Puss - Hunting term for a hare.See also Doe.

Put Up - An animal is said to have been put up when it is frightened by the hounds into running from them, rather than remaining where it is.


Quarry - The hunted animal in any kind of hunting.


Rat-Catcher - Hunting dress worn for Cubbing (e.g. tweeds).

Rate - A huntsman or whipper-in rates a hound when it riots, strays too far from the pack, or responds to calls from saboteurs. He will usually shout "leave it" or "git back to 'im", or some variant thereof.

Right handed - A hunted animal that habitually jinks to the right is said to be left handed.See also left handed.

Riot - Hounds riot when they chase after animals other than the hunted quarry (for instance deer, birds, cats).

Rolled Over - Hunting euphemism for the killing of a fox.Also known as Bowled Over, Accounted For, Brought to Book, Punished, Dealt With.

Root Crop - Kale, beet, turnips, potatoes, mangold, amongst others.

Run short - A hunted hare, tired from the chase, is said to run short when it increasingly twists and turns in an effort to escape the hounds.

Run to ground - Hounds are said to run a fox to ground when they chase it into an earth.See also Gone to ground.


Sab - Affectionate abbreviation of 'hunt saboteur', generally only used by sabs themselves. Can also refer to an act of sabotage, as in 'an effective sab', 'a good day's sabbing', etc.

See Ho! - Hare hunting equivalent of Tally Ho!

Scrape - A small divot scraped out of the ground, in which a hare will live. Also known as forms orcouches.

Smeuse - Gaps in hedges, fences or undergrowth, that a particular animal will habitually use.

Speak - Hounds speak, that is yelp in a manner peculiar to hounds, when on the scent of a quarry. Also known as giving tongue or voice, and being in cry.

Stag - Male red deer.

Stand at Bay - An exhausted deer is said to stand at bay when it can run no longer, and turns to face the hounds.

Steeple Chase - Steeple Chases are occasionally organised by beaglers to raise funds.

Stirrup Cup - A drink offered to members of the field at Lawn Meets or meets at Public Houses.

Straight necked - A hunted animal that does not jink.See also Crook necked.

Strike - Anglers strike when they pull back on the fishing rod to impale a fish.

Subs - The yearly subscription paid by members of the field.

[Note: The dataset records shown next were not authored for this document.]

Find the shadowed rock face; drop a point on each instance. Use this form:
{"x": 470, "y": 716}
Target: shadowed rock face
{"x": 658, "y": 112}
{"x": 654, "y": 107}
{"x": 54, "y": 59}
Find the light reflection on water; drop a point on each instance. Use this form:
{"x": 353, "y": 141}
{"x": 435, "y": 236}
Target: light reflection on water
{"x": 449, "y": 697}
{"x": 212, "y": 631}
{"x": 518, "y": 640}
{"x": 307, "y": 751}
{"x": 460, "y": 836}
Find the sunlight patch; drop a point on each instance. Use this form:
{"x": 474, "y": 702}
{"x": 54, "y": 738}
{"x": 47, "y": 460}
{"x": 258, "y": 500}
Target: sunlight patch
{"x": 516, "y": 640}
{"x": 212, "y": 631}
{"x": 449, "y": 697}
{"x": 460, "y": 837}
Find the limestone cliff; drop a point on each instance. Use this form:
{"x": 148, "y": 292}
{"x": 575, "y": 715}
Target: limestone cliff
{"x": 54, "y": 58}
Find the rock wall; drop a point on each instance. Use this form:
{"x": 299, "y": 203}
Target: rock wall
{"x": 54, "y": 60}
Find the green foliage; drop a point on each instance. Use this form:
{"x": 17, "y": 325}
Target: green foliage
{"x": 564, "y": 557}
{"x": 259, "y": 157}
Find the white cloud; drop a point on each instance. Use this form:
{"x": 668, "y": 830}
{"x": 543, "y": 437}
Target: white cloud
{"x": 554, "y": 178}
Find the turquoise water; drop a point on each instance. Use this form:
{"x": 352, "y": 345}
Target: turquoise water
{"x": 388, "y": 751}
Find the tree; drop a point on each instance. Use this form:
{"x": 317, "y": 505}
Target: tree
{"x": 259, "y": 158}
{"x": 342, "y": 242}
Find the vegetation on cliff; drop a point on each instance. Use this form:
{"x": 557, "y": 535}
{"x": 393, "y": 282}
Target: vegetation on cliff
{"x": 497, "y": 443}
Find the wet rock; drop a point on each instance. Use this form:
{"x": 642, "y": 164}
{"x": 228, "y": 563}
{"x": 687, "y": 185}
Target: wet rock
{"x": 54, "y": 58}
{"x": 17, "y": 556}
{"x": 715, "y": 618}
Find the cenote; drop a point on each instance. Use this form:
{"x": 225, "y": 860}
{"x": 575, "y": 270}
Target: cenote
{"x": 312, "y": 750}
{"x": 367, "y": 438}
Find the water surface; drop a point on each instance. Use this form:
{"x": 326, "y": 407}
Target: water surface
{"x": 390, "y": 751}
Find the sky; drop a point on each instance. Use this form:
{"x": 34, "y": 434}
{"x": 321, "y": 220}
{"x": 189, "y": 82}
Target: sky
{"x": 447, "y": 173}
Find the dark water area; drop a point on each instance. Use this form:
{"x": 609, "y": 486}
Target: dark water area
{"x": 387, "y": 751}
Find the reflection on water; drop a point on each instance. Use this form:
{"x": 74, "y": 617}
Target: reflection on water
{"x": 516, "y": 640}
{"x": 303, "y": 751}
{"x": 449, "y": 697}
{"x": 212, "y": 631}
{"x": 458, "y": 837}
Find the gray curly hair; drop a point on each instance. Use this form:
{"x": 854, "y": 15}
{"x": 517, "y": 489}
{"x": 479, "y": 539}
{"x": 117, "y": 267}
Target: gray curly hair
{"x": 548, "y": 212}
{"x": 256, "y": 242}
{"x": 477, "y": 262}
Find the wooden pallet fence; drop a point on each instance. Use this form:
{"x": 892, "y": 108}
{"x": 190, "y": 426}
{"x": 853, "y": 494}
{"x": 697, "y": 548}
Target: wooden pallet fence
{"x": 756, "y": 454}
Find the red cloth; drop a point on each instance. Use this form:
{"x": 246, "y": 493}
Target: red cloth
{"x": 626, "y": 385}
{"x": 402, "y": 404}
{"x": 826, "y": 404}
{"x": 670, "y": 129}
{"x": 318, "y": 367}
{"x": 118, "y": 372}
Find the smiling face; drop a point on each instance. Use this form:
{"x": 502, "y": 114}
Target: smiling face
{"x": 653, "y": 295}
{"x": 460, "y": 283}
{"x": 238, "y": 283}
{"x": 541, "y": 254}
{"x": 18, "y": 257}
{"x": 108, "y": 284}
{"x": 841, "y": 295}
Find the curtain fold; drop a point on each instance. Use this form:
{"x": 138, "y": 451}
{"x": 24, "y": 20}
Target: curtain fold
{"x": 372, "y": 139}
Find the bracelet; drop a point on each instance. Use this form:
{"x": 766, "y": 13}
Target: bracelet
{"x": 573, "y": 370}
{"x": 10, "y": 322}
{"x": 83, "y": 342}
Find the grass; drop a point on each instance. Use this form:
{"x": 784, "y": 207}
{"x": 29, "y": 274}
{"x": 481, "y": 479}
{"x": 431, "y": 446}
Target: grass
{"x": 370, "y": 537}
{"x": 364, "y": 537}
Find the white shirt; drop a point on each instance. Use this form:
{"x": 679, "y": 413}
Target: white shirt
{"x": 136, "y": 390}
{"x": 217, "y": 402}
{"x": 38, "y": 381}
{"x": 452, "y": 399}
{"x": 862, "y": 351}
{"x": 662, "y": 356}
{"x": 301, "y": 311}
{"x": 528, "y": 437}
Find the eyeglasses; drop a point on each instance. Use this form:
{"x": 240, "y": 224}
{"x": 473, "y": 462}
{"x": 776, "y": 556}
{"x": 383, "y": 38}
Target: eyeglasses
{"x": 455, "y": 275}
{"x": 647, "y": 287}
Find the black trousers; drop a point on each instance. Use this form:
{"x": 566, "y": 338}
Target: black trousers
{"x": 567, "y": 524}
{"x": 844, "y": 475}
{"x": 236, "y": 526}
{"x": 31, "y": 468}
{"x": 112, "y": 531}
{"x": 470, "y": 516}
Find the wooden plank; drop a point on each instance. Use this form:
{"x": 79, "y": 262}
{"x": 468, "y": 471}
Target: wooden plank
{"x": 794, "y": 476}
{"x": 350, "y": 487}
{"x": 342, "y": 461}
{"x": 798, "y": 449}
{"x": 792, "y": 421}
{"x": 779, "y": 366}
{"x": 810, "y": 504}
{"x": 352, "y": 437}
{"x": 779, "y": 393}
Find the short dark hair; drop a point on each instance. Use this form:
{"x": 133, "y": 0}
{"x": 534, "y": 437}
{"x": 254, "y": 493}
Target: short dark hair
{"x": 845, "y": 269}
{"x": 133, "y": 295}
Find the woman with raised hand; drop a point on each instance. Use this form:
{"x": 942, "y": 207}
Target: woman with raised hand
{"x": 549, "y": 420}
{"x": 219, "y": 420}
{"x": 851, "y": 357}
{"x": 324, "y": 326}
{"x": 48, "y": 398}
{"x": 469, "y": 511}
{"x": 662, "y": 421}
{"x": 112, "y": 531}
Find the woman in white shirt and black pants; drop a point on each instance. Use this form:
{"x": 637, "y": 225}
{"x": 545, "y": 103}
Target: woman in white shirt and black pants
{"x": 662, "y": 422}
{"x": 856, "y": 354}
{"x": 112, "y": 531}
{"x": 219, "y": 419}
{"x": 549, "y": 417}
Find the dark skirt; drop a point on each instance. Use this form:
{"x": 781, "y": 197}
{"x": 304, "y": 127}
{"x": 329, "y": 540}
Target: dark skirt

Tally-Ho Away! - A call to indicate that the fox has left covert. Alternatively "Gone Away!"

Tally-Ho Back! - A call to indicate that the fox has returned to the covert.

Tally-Ho Over! - A call to indicate that the fox has crossed a road, track, or open space in a covert. Alternatively "Over Over Over".

Todd (Mr) - Hunting term for a fox. Also known as Charles James and Charlie.

Tongue - See Speak.

Trencher Fed -Hounds kept not at a single kennels but at individual supporters' homes.

Tufter - Hounds used to put up the harboured stag.


Voice - See Speak.


Ware - A huntsman's call to reprimand hounds, e.g. "Ware Riot!", "Ware Sheep!", "Ware Noise!"

Warrantable - A stag suitable for hunting, usually at least five or six years old.

General Observations

 When describing the death of a fox, the word 'kill' is not normally used. The usual terms are 'bowled or rolled over', 'accounted for', 'brought to book', 'punished', 'dealt with' and 'broken up'. The fox is usually termed 'Charles James' or 'Charlie' (after the statesman Charles James Fox); Todd/Mr Todd (in Wales and Scotland) and 'the Pilot'. According to the way it runs, it is referred to as a 'straight-necked' or 'crook-necked' fox (depending on whether it has run straight or turned). An adult fox usually weighs 14.5lbs although weights of up to 23lbs have been recorded. A fox can foil his scent by running through manure, flocks of sheep or herds of cows, rolling in mint, crossing the path of another fox, crossing a stream and other such methods of outpacing the pursuers. As in all hunts, the longer the chase, the better the hunt - the kill is less important. A red ribbon around a horse's tail indicates that the horse kicks. A rider wearing a green sash over the shoulder indicates an appointed gate shutter.